There is a well-known saying, expanded on in a recent guide by Christopher Booker, that when it comes to story-telling, ‘there are only seven plots in the world’. That applies not just to novels but all forms of storytelling from ancient myths to the intricate worlds of online gaming. Humans are story-telling creatures and, it is believed, these basic frameworks are embedded so deep in our collective unconscious we often even unknowingly attempt to shape events to fit them. Whatever the truth of that, we can certainly see them playing out in our written work. The seven plots are generally described as

  • Confrontation – where the protagonist must overcome the adversary or disembodied threat to their way of life. Think Beowulf, or ‘Star Wars’ or Harry’s struggle against Voldemort.

  • Rags to Riches – where the protagonist loses something only to gain it back in a better form, which also helps them grow as a person. Many romances that start with a break-up follow this format. Also of course Cinderella, and even Bridget Jones.

  • Quest – where the protagonist goes off on a journey, symbolic or otherwise, ultimately achieving or finding something that both saves and changes them. There are a wealth of stories, both classic and contemporary, that use this framework, from ‘Watership Down’ to the ‘Da Vinci Code’.

  • Voyage and Return – similar to the quest, except it plays out in a more circular manner, and the protagonist returns back to where they started. Think ‘Alice in Wonderland’ or ‘The Lion, The Witch and the Wardrobe.’

  • Comedy – where the protagonist is prevented from achieving their goal by often humorous obstacles, but it all comes right in the end. Modern romantic comedies are the perfect example of the modern use of this plot form. A classic would of course be Shakespeare’s ‘A Midsuumer Night’s Dream’ or ‘As You Like It’.

  • Tragedy – where the protagonist suffers some downfall, resulting in his or her demise. Almost a reversal of the ‘rags to riches’ tale. ‘Macbeth’ and ‘Dorian Gray’ are typical examples. This plot form tends to be less popular than it once was apart from in horror novels, although Irvine Welsh’s ‘Filth’ is a quirky and powerful example.

  • Redemption – where the protagonist starts off being rather unlikable or even downright evil but events transpire that causes them to redeem themselves over the course of the story.

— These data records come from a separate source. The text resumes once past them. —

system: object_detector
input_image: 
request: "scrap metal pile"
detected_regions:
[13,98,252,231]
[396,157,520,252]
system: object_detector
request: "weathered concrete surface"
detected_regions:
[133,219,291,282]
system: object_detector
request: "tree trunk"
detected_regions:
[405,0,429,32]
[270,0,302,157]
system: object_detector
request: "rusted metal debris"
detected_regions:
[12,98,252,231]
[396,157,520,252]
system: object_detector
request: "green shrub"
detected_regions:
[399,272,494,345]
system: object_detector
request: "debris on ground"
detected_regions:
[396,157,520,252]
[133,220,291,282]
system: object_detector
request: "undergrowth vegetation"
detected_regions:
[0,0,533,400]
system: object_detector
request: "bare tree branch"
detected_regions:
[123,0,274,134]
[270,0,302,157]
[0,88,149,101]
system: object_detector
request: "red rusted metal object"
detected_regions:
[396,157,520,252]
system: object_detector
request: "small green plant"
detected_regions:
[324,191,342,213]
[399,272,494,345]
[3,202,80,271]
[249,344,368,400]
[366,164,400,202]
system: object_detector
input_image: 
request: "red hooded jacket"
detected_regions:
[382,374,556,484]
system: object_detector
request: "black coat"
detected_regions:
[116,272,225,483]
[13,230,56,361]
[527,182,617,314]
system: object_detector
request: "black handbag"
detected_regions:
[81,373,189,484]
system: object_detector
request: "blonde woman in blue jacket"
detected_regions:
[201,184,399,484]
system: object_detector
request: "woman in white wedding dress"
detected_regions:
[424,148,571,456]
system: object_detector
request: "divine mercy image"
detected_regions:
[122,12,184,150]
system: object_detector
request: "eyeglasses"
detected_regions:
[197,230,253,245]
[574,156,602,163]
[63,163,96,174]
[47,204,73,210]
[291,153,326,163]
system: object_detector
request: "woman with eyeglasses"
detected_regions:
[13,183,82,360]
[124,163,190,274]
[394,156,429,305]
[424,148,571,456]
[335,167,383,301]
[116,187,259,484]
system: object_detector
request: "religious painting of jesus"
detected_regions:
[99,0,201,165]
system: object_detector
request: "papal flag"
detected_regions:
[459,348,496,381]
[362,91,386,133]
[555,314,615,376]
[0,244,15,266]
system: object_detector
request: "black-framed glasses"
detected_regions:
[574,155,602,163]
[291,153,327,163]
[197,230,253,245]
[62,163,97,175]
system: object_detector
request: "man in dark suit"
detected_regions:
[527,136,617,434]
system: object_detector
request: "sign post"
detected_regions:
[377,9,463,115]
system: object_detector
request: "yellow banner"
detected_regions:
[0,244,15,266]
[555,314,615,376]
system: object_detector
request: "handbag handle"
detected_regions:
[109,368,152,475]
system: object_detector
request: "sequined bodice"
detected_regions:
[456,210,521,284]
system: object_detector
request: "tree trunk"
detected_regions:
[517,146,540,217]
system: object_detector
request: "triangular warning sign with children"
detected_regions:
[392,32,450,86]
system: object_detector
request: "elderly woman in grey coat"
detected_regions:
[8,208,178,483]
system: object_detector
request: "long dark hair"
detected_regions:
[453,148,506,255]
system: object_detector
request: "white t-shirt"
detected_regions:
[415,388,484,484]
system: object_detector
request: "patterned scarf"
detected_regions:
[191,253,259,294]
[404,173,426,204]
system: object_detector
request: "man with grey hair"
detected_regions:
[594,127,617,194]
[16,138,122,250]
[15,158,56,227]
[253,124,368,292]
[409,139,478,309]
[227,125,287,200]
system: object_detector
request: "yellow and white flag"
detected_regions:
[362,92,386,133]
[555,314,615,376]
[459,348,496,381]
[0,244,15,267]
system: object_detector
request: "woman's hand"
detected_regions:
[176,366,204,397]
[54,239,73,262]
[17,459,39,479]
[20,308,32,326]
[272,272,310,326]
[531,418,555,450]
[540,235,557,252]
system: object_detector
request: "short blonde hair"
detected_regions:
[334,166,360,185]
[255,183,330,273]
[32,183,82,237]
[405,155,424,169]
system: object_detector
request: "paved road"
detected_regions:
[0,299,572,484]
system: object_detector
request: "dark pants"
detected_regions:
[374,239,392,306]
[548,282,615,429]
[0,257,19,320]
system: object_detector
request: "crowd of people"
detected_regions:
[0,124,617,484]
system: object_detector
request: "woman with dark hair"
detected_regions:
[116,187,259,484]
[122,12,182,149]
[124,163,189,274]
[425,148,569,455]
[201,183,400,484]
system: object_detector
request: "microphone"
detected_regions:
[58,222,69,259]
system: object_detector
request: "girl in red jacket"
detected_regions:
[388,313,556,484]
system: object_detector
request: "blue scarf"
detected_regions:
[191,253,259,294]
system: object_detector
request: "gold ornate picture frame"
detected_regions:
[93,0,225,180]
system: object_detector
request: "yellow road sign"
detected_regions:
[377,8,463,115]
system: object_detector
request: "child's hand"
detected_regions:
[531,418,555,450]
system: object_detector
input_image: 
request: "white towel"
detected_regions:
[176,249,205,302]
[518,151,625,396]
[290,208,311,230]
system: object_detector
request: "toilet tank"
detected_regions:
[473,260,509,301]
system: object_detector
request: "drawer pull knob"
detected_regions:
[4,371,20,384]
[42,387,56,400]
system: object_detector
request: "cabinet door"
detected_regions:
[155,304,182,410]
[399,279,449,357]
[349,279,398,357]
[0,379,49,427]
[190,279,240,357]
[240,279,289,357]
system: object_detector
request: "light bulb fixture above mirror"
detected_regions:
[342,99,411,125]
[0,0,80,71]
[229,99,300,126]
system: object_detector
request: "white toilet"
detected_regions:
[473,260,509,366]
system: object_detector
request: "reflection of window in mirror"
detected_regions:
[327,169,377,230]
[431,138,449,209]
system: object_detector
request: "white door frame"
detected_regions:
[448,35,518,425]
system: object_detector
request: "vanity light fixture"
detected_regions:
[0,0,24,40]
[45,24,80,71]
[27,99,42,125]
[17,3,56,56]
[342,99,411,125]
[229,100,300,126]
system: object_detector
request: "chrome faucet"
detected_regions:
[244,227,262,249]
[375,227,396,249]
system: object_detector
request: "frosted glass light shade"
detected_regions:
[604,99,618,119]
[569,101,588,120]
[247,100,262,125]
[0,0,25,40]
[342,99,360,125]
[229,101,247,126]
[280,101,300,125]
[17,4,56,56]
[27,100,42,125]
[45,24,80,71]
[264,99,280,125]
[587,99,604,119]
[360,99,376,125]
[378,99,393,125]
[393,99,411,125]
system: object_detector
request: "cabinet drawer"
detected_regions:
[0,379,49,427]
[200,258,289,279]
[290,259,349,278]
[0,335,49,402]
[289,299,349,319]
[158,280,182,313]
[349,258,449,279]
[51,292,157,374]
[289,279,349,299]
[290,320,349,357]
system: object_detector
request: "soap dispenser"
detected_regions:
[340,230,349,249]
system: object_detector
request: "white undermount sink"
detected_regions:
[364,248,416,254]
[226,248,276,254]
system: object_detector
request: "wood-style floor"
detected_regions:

The Lestat character in Anne Rice’s Vampire saga achieves this to dramatic effect over the course of the series.

Mini-exercise – You will find that nearly any story you read, watch or hear will follow one of these basic plots. Try grabbing a few of your favourites, along with some new tales in an unfamiliar genre, and see if you can identify which of the seven plot forms they are based on.

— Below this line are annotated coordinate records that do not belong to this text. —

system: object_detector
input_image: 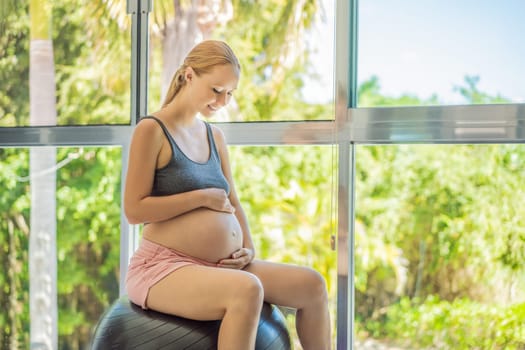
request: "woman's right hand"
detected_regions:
[204,188,235,214]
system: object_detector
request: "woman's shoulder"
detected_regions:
[133,116,163,140]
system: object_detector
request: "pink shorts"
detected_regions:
[126,238,217,309]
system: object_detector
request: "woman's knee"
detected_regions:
[232,273,264,308]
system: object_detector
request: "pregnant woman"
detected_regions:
[124,40,330,350]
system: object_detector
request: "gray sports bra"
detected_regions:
[142,116,230,196]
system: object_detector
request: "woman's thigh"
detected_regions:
[146,265,262,320]
[244,260,326,309]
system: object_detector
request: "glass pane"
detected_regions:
[230,146,337,349]
[358,0,525,107]
[149,0,335,121]
[0,0,131,127]
[355,145,525,349]
[0,147,121,349]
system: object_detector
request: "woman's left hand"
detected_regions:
[218,248,255,270]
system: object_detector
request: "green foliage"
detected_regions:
[57,148,121,346]
[0,149,30,349]
[367,296,525,349]
[209,0,333,121]
[0,1,29,127]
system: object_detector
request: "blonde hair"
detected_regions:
[162,40,241,107]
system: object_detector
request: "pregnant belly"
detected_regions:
[143,208,242,263]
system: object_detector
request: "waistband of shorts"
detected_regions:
[139,237,217,267]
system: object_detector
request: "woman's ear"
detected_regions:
[184,67,195,82]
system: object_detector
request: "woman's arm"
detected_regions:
[212,125,255,267]
[124,119,231,224]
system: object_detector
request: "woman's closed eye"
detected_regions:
[213,88,233,96]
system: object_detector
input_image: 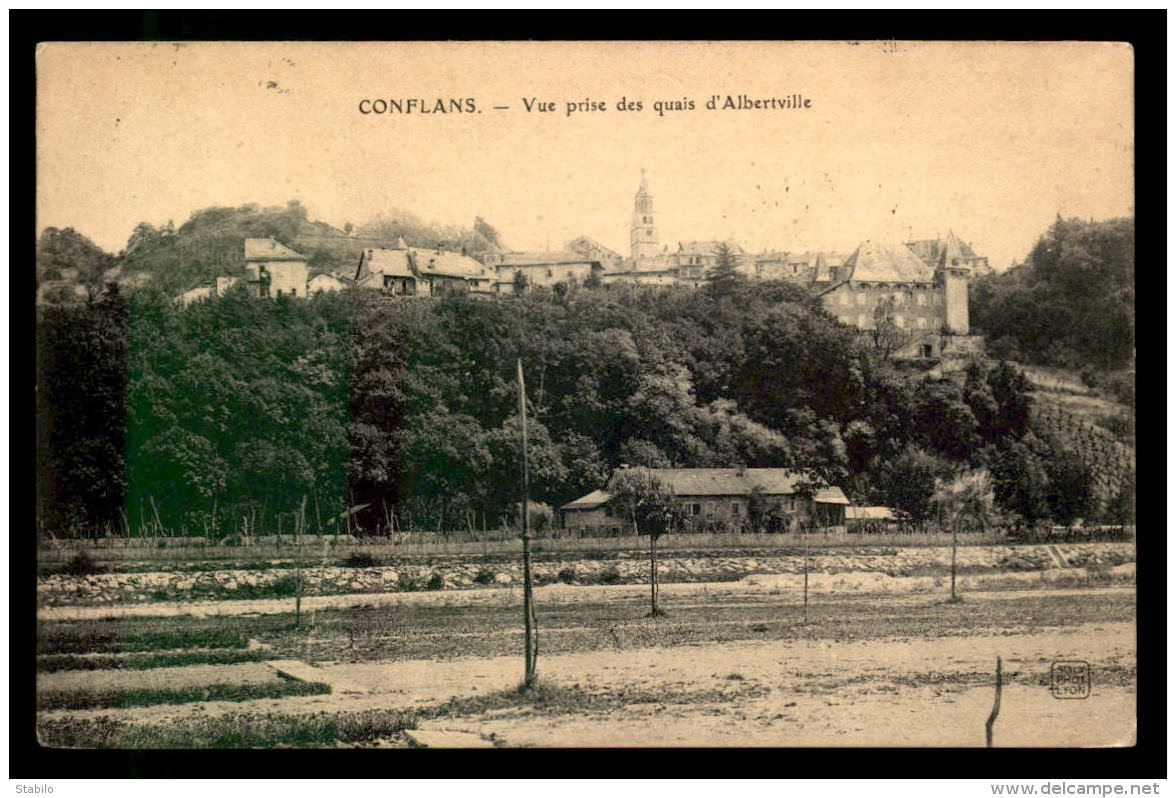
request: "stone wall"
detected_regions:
[38,543,1135,606]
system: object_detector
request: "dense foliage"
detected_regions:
[971,217,1135,370]
[38,272,1125,536]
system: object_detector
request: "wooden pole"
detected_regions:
[800,522,808,626]
[517,357,539,688]
[951,519,960,602]
[984,657,1001,747]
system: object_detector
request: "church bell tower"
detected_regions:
[629,169,657,261]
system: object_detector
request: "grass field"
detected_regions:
[38,585,1135,747]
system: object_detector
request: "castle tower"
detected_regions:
[936,230,971,335]
[629,169,659,261]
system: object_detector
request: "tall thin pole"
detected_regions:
[517,357,537,688]
[799,522,808,626]
[984,657,1001,747]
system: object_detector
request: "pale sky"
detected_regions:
[36,42,1135,269]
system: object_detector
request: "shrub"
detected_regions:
[343,551,380,568]
[61,551,106,576]
[396,568,422,592]
[600,565,621,584]
[269,574,299,597]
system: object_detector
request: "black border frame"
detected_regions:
[8,9,1167,782]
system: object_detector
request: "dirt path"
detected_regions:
[41,623,1135,746]
[36,564,1135,621]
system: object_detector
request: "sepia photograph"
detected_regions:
[32,40,1140,758]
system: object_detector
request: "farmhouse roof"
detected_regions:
[560,490,613,510]
[418,247,494,280]
[306,269,354,283]
[846,507,895,521]
[563,235,620,257]
[648,468,849,504]
[499,249,600,268]
[355,249,415,282]
[846,241,935,283]
[245,239,306,261]
[355,247,490,282]
[677,241,743,255]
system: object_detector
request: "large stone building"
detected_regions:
[813,241,971,356]
[588,175,991,356]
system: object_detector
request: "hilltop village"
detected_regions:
[176,173,993,356]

Not all writing and literature experts agree with the delineation of the classic seven plots however. Harry Bingham, author of ‘How to Write’ argues that all of the above can be distilled down into two – the Classic Plot or the Mystery Plot, and adds another – the Literary Plot, which is any novel that follows its own rules and attempts to break out of the traditional plot definitions. Scarlett Thomas, the bestselling author of ‘The End of Mr Y’ adds another plot in her work on literature ‘Monkeys with Typewriters’ as well as redefining and modernising others. Her classic eight plots are

  • Tragedy

  • Comedy

  • Rags to riches

  • Quest

  • Coming of Age

  • Stranger comes to town

  • Mystery

  • Modern realism

Mini-exercise – If you’re interested in plot definitions I would recommend any of these author’s works for further exploration. The point I want to stress here is that, regardless of which ‘plot’ your own current work or idea falls into, it will be how you structure it that determines its impact. Take any example of any of the plots outlined above, particularly a work you have already looked at as part of the exercises in this chapter, and a close examination will reveal you can most likely break it down into the three acts and eight points. Have a closer look and see if you can identify the structural elements that help the plot unfold.